Whoa there!
The city will lower the speed limits on from 30 to 25 miles-per-hour on three busy Brooklyn streets in the coming weeks, the city’s chief transportation guru announced Tuesday.
“Speeding is a leading cause of traffic fatalities. Even under COVID-19, this administration has maintained our commitment to keep our streets safe for the all users, especially the most vulnerable,” said Department of Transportation Commissioner Polly Trottenberg in a statement Sept. 1.
The roadways that will see the slower speed limits are:
Length |
Road |
Cross Street |
Neighborhood |
4.8 miles | Shore Parkway Service Road | Bay Eighth Street to Plumb Third Street | Sheepshead Bay |
0.8 miles | Flatbush Avenue | Grand Army Plaza to Empire Boulevard | Prospect Lefferts Gardens |
0.3 miles | Dahlgren Place | 86th to 92nd streets | Bay Ridge |
Transportation officials will reprogram speed cameras along the thoroughfares, which will only issue warnings for the first 60 days after the new speed limit signs are up, according to the DOT.
The three Kings County roadways account for 5.9 miles out of a total 25 miles of streets that the agency plans to slow down across the five boroughs in the coming weeks, which comes as part of Mayor Bill de Blasio’s Vision Zero program to reduce road deaths.
The slightly slower streets are mostly arterial roadways, funneling heavy traffic through the Big Apple, and many are also heavily used by pedestrians and cyclists — such as the stretch of Flatbush Avenue, which separates Prospect Park and Brooklyn Botanic Garden, and got a brand new two-way protected bike lane earlier this summer.
The changes follow a similar adjustment DOT made on Third and Hamilton avenues below the Gowanus Expressway in January, where several pedestrians and cyclists were killed by drivers in 2019.
Trottenberg also announced that the city has installed speed cameras in 750 school zones, the maximum threshold under an expansion program approved by the state legislature in 2019.
The city has set up more than 950 cameras in those zones and aims to activate 2,000 by the end of 2021, which, along with the lower max speeds and increased police enforcement will keep drivers safer, said de Blasio.

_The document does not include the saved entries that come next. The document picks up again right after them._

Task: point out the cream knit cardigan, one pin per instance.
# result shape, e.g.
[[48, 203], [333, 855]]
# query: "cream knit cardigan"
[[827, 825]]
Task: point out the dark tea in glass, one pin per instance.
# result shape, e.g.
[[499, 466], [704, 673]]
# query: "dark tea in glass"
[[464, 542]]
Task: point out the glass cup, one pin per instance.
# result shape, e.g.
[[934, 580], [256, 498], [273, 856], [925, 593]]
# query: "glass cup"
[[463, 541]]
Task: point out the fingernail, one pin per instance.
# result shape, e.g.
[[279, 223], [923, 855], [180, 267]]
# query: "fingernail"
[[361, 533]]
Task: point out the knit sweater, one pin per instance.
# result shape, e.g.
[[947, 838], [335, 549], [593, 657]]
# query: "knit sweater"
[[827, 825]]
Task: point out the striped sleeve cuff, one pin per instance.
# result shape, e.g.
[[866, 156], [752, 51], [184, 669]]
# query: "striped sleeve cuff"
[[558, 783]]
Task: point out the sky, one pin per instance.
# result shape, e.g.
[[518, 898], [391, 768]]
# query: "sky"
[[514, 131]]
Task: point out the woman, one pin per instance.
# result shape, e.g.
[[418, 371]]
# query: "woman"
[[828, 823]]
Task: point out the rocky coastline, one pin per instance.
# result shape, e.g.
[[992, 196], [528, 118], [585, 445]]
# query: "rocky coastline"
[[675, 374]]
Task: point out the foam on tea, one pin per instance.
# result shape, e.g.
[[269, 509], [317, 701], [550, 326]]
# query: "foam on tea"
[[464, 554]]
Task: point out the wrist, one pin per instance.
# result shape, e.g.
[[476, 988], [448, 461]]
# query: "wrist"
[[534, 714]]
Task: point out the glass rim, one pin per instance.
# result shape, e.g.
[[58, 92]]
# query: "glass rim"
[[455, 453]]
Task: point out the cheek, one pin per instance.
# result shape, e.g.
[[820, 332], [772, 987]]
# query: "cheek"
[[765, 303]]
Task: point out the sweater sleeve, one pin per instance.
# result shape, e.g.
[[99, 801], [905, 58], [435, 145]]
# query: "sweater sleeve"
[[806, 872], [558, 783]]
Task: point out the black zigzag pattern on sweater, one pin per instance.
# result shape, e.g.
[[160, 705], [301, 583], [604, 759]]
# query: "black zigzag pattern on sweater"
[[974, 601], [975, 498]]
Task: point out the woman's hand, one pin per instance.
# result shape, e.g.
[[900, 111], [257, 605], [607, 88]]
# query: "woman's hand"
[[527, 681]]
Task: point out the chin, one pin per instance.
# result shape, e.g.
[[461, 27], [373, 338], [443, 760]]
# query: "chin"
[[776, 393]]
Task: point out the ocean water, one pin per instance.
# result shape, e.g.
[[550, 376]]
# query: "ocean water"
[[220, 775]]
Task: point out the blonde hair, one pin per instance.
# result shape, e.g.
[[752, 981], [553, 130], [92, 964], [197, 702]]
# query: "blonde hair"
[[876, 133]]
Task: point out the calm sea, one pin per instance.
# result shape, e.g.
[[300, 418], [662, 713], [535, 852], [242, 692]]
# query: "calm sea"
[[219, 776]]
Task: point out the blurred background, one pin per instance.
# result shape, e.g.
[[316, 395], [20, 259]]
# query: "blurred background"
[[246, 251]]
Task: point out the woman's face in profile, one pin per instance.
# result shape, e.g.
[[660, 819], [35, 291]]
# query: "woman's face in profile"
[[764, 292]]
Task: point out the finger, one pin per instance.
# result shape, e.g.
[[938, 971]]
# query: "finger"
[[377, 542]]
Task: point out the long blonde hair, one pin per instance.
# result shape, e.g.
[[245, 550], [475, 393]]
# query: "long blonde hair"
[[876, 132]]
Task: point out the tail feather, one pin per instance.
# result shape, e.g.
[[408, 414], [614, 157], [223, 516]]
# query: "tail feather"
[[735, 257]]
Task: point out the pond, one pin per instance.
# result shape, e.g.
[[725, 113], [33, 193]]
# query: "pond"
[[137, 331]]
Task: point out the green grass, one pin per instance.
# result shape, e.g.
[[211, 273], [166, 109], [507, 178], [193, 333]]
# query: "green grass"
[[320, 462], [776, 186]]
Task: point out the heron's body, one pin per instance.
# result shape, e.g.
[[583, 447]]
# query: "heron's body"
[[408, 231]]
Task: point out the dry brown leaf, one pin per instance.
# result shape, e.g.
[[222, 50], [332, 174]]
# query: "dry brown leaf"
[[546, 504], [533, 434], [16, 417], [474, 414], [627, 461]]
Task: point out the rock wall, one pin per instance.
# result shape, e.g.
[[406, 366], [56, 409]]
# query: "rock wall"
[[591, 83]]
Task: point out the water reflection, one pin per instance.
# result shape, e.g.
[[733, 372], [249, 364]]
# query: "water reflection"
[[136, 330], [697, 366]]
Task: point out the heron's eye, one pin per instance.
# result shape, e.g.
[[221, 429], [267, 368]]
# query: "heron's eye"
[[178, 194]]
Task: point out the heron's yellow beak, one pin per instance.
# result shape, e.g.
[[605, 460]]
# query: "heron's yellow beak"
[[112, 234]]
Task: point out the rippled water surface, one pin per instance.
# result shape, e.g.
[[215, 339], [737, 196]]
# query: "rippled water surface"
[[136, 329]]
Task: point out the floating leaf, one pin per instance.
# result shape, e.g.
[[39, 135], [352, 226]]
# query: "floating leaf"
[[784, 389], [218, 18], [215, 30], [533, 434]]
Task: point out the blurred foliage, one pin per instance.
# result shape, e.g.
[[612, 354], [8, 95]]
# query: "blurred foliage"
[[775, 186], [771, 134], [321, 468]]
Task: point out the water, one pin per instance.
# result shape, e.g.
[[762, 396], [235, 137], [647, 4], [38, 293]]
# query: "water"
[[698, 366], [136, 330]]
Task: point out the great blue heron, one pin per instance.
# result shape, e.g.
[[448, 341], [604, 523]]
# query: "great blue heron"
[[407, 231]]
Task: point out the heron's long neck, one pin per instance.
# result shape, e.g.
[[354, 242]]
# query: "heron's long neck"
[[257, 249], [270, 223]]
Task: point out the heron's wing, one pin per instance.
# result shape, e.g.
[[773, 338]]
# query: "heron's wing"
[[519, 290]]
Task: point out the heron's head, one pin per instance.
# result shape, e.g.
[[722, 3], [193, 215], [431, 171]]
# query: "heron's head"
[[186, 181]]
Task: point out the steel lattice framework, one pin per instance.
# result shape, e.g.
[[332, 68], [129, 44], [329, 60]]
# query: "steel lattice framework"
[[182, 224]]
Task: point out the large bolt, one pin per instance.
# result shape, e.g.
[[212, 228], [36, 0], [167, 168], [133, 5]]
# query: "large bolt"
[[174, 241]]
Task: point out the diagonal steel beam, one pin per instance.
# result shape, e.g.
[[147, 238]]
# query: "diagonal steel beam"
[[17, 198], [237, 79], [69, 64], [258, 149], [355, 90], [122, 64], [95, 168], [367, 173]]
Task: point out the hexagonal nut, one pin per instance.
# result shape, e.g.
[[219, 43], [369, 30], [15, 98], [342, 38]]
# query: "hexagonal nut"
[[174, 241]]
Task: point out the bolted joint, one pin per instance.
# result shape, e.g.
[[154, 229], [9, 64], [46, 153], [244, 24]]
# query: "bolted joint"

“Slower speed limits, speed cameras, and increased enforcement will save lives and keep New York City the safest big city in America for the next generation,” hizzoner said in a statement.
The city unveiled its new slate of slower streets the same day that the mayor’s appointed panel on transportation improvements during the pandemic published a letter calling on City Hall to produce a better plan for combating congestion, pollution, and traffic deaths.
That letter includes recommendations such as 40 miles of additional bus lanes, a network of protected bike lanes, and more high-occupancy vehicle lanes.